A high enough carbon price would replace almost all these fraught, intrusive choices by the cost-effective freedoms of a market-based incentive.

But it’s diabolically difficult to get any high carbon price accepted politically. It’s even worse when the price is charged on all emissions coming from any source that’s included in the pricing scheme, as typically assumed for a tax. This can transfer huge revenues to governments, and anything that looks like a government revenue-raising scheme is hard to get past the public.

We propose instead a careful blend of carbon tax thresholds and revenue recycling. Start with a sizeable carbon tax rate, and thresholds – only charge the tax on emissions above thresholds – as generous as needed to keep revenues low enough to be politically acceptable. Recycle the moderate revenues as income tax cuts or rises in welfare payments, especially to help poorer people facing higher energy prices. Later, phase down thresholds, and use the extra revenue to fund business tax cuts and infrastructure investment.

Without thresholds, revenues could be sky-high. We calculate that charging $US50 per tonne of carbon dioxide − roughly what’s needed worldwide to cut emissions as much as scientists recommend − on all current emissions would transfer revenue worth about 12 per cent of current, central government tax revenue in the US, or 75 per cent in China.

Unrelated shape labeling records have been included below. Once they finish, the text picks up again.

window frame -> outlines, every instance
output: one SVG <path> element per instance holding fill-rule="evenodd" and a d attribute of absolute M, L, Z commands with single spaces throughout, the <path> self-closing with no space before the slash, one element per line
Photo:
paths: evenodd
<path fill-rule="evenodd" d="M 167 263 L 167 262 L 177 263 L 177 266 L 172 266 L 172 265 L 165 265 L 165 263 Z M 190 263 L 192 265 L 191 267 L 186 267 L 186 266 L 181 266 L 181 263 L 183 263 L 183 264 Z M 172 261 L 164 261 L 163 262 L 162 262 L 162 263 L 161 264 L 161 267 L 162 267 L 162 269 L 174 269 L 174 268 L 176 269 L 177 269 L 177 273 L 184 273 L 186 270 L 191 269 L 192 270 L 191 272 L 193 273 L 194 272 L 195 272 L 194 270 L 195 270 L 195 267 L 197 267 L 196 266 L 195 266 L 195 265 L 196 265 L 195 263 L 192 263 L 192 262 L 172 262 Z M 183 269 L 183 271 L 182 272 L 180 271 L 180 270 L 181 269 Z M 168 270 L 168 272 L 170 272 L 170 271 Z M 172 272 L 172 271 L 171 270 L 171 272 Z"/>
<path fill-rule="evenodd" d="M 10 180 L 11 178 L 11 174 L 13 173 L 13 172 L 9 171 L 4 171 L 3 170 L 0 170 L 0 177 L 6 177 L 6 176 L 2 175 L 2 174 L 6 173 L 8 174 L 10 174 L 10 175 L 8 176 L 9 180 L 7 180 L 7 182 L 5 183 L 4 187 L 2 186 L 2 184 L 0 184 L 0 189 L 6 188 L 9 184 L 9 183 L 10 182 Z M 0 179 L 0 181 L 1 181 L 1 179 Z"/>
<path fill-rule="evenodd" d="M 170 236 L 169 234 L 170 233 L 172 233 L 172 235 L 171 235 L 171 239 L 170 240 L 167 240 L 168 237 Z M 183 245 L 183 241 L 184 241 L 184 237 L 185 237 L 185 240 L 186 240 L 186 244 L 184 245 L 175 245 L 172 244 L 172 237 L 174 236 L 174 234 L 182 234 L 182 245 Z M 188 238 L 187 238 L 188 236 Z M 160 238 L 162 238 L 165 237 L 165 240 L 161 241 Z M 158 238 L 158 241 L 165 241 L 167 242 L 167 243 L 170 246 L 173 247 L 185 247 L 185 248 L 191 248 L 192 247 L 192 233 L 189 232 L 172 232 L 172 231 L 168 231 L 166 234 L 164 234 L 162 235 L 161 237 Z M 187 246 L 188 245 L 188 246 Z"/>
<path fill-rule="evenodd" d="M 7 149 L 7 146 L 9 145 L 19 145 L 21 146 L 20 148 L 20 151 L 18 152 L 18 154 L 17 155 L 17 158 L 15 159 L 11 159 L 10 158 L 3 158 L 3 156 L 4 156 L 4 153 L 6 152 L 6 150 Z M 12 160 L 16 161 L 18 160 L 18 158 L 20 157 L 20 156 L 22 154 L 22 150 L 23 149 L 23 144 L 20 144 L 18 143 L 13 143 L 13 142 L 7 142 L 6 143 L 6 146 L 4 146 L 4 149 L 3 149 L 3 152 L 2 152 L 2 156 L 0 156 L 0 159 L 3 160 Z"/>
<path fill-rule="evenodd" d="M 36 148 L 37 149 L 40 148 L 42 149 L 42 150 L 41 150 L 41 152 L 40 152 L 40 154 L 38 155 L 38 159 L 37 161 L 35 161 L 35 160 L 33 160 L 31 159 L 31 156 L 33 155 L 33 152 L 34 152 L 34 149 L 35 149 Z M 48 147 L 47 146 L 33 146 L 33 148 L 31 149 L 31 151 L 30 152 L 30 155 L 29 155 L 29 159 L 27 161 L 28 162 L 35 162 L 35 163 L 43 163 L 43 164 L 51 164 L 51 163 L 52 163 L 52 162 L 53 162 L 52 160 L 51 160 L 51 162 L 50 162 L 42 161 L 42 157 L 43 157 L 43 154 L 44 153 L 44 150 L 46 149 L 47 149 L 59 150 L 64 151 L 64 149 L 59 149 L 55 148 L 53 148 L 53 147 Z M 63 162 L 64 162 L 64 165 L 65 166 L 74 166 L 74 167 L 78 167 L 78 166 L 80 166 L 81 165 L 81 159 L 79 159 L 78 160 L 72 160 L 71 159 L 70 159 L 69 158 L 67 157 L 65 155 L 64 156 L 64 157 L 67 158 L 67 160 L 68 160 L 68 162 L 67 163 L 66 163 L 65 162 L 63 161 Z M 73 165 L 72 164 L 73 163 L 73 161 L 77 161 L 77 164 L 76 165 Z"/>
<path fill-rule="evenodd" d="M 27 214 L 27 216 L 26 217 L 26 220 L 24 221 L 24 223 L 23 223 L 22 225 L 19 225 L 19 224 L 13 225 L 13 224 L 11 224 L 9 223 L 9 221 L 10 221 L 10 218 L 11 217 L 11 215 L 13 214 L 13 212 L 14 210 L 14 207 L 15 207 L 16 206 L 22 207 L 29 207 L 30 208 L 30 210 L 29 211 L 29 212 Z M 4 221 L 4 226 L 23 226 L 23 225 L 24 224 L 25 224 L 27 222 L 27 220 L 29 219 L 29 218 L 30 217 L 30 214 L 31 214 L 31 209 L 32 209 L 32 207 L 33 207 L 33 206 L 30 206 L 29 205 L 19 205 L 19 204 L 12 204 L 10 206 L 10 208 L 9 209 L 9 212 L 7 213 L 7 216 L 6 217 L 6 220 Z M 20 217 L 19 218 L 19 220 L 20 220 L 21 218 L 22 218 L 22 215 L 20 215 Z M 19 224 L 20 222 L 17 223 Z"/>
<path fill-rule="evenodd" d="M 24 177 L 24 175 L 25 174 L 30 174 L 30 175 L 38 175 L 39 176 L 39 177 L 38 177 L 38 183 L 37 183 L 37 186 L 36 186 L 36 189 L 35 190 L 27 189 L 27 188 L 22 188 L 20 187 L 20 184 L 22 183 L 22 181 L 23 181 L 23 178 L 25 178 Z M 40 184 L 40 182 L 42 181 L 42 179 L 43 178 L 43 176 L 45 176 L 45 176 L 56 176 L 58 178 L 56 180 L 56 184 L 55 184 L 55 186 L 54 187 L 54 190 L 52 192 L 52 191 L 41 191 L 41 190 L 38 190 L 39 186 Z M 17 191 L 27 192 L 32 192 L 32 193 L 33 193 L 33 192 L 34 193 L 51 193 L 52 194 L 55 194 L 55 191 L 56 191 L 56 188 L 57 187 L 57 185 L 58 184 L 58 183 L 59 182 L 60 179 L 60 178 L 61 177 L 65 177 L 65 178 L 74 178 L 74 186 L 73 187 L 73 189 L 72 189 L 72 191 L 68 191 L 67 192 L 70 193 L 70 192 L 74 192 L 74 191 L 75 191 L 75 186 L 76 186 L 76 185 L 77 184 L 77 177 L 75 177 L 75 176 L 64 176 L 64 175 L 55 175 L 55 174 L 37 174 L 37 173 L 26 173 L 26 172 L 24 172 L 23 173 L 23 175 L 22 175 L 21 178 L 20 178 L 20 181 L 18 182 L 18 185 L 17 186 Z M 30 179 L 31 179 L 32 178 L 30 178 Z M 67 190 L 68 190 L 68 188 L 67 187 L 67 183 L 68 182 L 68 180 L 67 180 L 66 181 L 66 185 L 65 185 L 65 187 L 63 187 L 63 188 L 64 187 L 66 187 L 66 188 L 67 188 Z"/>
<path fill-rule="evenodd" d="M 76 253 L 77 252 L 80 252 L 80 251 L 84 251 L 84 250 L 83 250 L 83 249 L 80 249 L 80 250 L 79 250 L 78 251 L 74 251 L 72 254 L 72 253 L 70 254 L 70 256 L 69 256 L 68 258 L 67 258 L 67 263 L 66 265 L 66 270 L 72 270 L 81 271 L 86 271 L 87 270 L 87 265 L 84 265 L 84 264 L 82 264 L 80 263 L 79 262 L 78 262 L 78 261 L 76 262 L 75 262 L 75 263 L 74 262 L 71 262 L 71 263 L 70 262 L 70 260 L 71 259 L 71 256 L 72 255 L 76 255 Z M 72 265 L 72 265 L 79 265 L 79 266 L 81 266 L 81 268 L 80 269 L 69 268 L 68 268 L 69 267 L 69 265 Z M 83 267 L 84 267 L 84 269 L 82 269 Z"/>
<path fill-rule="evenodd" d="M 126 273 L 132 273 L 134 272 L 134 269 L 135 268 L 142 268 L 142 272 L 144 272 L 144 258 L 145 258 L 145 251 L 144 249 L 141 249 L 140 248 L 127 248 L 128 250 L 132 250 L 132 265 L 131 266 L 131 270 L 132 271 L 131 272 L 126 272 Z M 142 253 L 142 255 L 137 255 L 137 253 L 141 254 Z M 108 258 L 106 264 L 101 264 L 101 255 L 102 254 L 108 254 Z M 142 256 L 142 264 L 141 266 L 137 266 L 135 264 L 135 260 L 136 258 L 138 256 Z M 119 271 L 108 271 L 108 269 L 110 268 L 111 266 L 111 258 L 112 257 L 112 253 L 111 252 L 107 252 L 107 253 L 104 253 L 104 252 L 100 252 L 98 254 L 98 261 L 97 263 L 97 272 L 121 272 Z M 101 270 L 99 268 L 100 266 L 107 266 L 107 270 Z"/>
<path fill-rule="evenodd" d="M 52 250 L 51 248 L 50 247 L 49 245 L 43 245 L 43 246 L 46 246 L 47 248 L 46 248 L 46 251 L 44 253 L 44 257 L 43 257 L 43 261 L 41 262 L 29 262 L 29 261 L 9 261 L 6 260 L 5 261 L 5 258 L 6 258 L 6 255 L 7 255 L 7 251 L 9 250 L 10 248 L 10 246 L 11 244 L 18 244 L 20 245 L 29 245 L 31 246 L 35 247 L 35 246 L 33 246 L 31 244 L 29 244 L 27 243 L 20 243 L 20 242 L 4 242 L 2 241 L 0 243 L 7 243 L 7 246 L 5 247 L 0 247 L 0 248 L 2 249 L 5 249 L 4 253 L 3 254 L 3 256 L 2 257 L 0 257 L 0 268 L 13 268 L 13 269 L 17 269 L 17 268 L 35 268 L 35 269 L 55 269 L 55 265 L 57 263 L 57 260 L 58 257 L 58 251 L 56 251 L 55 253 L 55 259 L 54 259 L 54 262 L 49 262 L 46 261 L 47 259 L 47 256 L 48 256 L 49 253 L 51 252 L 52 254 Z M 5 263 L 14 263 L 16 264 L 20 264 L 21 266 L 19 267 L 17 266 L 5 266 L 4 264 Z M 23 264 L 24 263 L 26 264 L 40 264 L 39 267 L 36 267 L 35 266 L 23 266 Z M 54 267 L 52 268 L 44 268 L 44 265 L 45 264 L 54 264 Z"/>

Carbon trading with fully auctioned permits at the same price would do the same.

Either would do the job of cutting emissions, but neither will happen any time soon. Concentrated, well-organised, carbon-intensive industries − those most likely to pay the price initially − will lobby powerfully and successfully, if indirectly, against such transfers.

Recognising this regrettable reality, economists from 1990 onwards stressed how carbon tax revenues could be recycled in useful, popular ways, like lowering income tax rates to lift economic efficiency, and lifting income tax thresholds to lower inequality. They called this 'environmental' or 'ecological' tax reform, and hoped it would boost support for a carbon tax.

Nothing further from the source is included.